Im Dezember 2012 veröffentlicht ein Unbekannter im Internet ein Video, das einen Hundetrainer zeigt, der einem brandgefährlichen Hund einen Blechnapf auf den Kopf schlägt. Wegen seiner Beißattacken war der Hund bereits zur Tötung freigegeben. Glaubt man dem Chef der Hundeschule, ging nach dem Training keine Gefahr mehr von dem Tier aus.

Dieser Veröffentlichung folgten massenhafte Proteste im Internet. Ein "Shitstorm" ergießt sich über eine Familie.
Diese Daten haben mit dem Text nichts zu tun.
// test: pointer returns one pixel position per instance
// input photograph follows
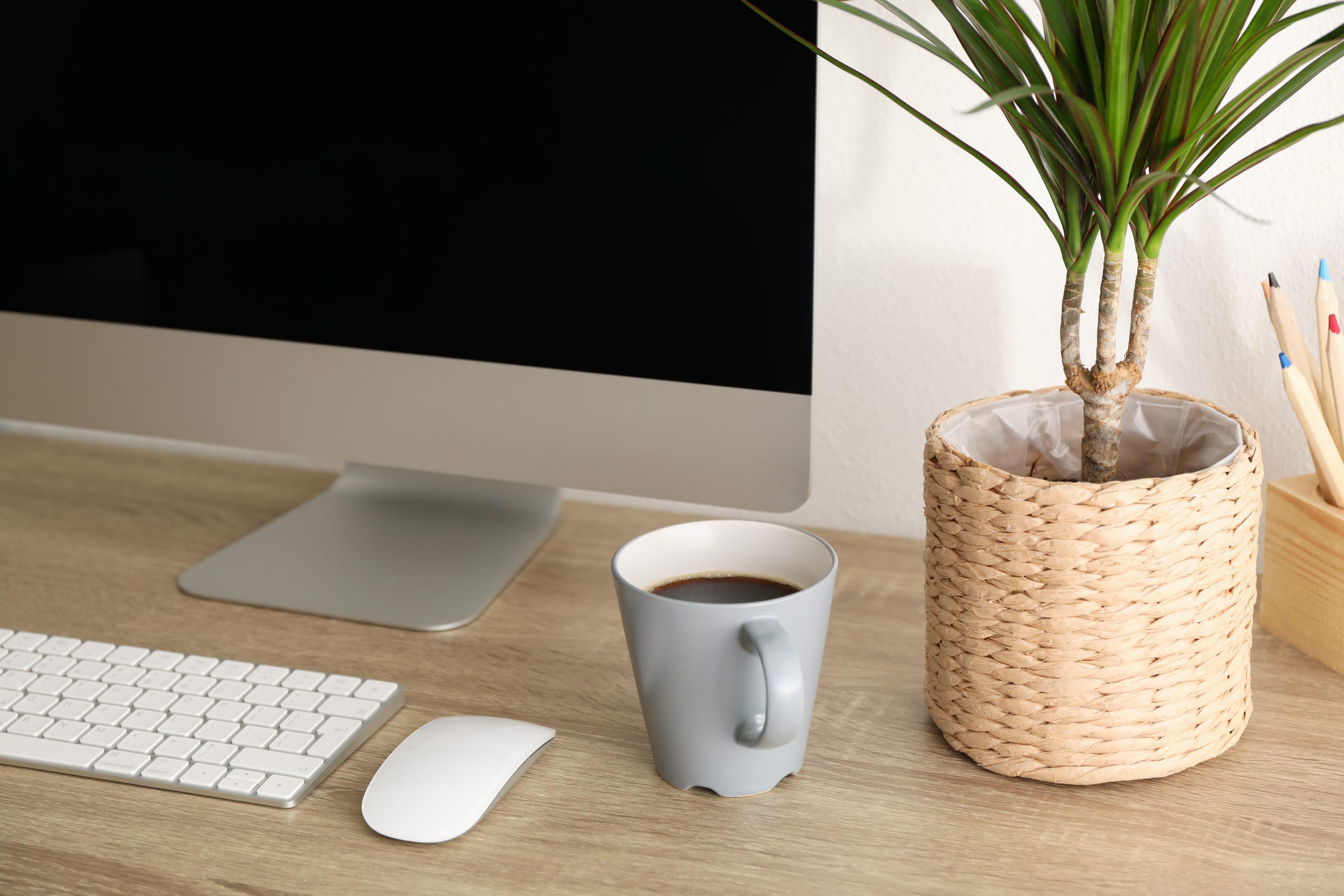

Eine gewaltige Anzahl von Kritikern meldet sich zu Wort. Konfrontiert mit massiven Drohungen fühlen sich der Trainer und seine Angehörigen nicht mehr sicher. Die Polizei ermittelt.

Ohne Frage muss eine Diskussion darüber erlaubt sein, ob die im Video gezeigte Erziehungsmethode als Tierquälerei einzuordnen ist. Doch selbst Wissenschaftler trauen sich kaum noch, in Fragen des Tierschutzes eindeutig Stellung zu beziehen, weil sie den virtuellen Mob fürchten. Im Schutz der Anonymität werden Menschen zu Straftätern, die sich zum Schutz der Tiere berufen fühlen, die Würde eines Menschen jedoch außer A5cht lassen.

Außerdem muss die Frage erlaubt sein, warum eine vermeintliche Tierquälerei mehr Menschen auf die Barrikaden bringt als beispielsweise das Schicksal des kleinen Jungen. Wo bleibt der Aufschrei, wenn alte Menschen im Heim schlecht behandelt werden? Hat jemand schon mal von einem Shitstorm gehört, weil jahrelang Hartz-IV-Empfänger in einem verwahrlosten Hochhaus in Kaltenkirchen hausen mussten?

Die Gesellschaft lebt von der Kritik - aber nur, wenn die Maßstäbe stimmen.